The Obama administration and Democratic lawmakers applauded the announcement and welcomed Specter into their ranks. Sen. Frank Lautenberg (D-N.H.) said Specter's decision "has confirmed that we were right about where we want to take America" (New York Post, 4/29). Sen. Ron Wyden (D-Ore.) said Specter's switch is a "transformative" and "game-changing" development.

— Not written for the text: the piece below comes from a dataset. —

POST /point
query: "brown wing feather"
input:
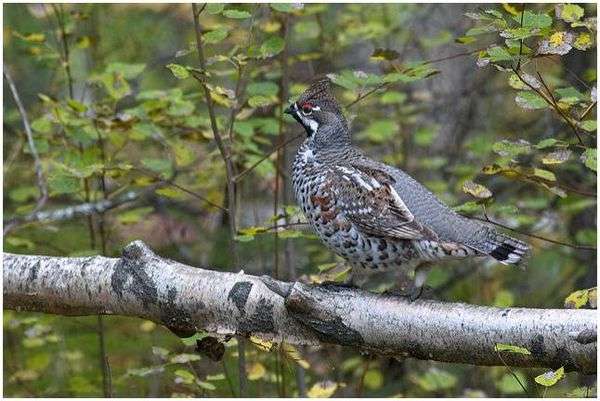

However, Republicans expressed concerns that such a majority would give Democrats unchecked power. Senate Minority Leader Mitch McConnell (R-Ky.) said, "The danger of that for the country is that there won't automatically be an ability to restrain the excess that is typically associated with big majorities and single-party rule" (Hulse/Nagourney, New York Times, 4/29). House Minority Leader John Boehner (R-Ohio) noted that Specter's switch is not guaranteed to give Democrats an easy victory on every issue. He said, "On some very partisan issues, it may hurt us," but there are "a dozen Democrats to the right of Specter as it was." Boehner said, "I'm not sure it's going to be a net negative at the end of the day" (Dinan/Lengell, Washington Times, 4/29).
NPR's "Morning Edition" on Wednesday reported on Specter's decision and the significance of it coming on Obama's 100th day in office (Liasson/Montagne, "Morning Edition," NPR, 4/29).